At the National Institutes of Health (NIH), there is now a widespread recognition of the need to support health research addressing this historically overlooked construct. Although the intent to include SRD in health and health disparities research is evident, a key question remains—how, exactly, should researchers do this? Intent alone is not likely to be sufficient for health researchers for whom the incorporation of SRD represents new conceptual and methodological territory. For example, “considering” SRD when interpreting study findings, in the absence of directly assessing SRD within the study, can lead to unwarranted or inaccurate conclusions. This pattern has been demonstrated with other complex constructs, such as culture and its impact on health.3 Sole reliance on self-report measures of perceived structural racism and discrimination, often a more familiar strategy for health researchers, emphasizes individual responses to SRD rather than the SRD itself.
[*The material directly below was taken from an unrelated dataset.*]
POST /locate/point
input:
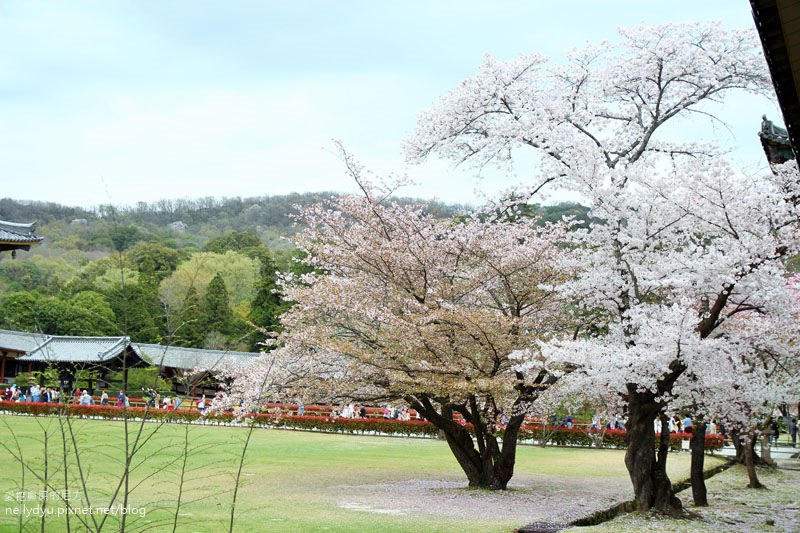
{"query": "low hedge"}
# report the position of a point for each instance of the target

Labeling certain global socioeconomic determinants of health, such as poverty or educational attainment, as SRD without providing a rationale may also be problematic. Because there is variation of these determinants within populations (eg, SES variation among non-Hispanic Whites, variation in educational attainment among higher income populations), examination of SRD requires researchers to fully explore how embedded structural factors operate over time, place, and across SES gradients to contribute to observed population-level patterns rather than individual differences.

Clearly, for many researchers, including SRD in research will require a shift from research that is solely centered around person-level variables to organizational, community, and societal level variables that reflect current and historical organizational, institutional, and governmental policies or laws, practices, and norms. The intent of this special supplement is to build on existing work in this area4-6 to provide conceptual models, methodologies, and measures that may further inform, guide, and stimulate future research on SRD and health.

Conclusion

We believe that research to understand minority health and eliminate health disparities is incomplete if the contributions of SRD are not considered. We now have a window of opportunity to add to the existing science of conceptualizing, operationalizing, and measuring SRD, as well as developing and testing interventions to eliminate SRD and its impact on heath. We are confident that this supplement will contribute to achieving this goal.

Acknowledgments

This work was supported by the National Institutes of Health. The final content represents the views of the authors and does not necessarily represent the perspective of the National Institutes of Health.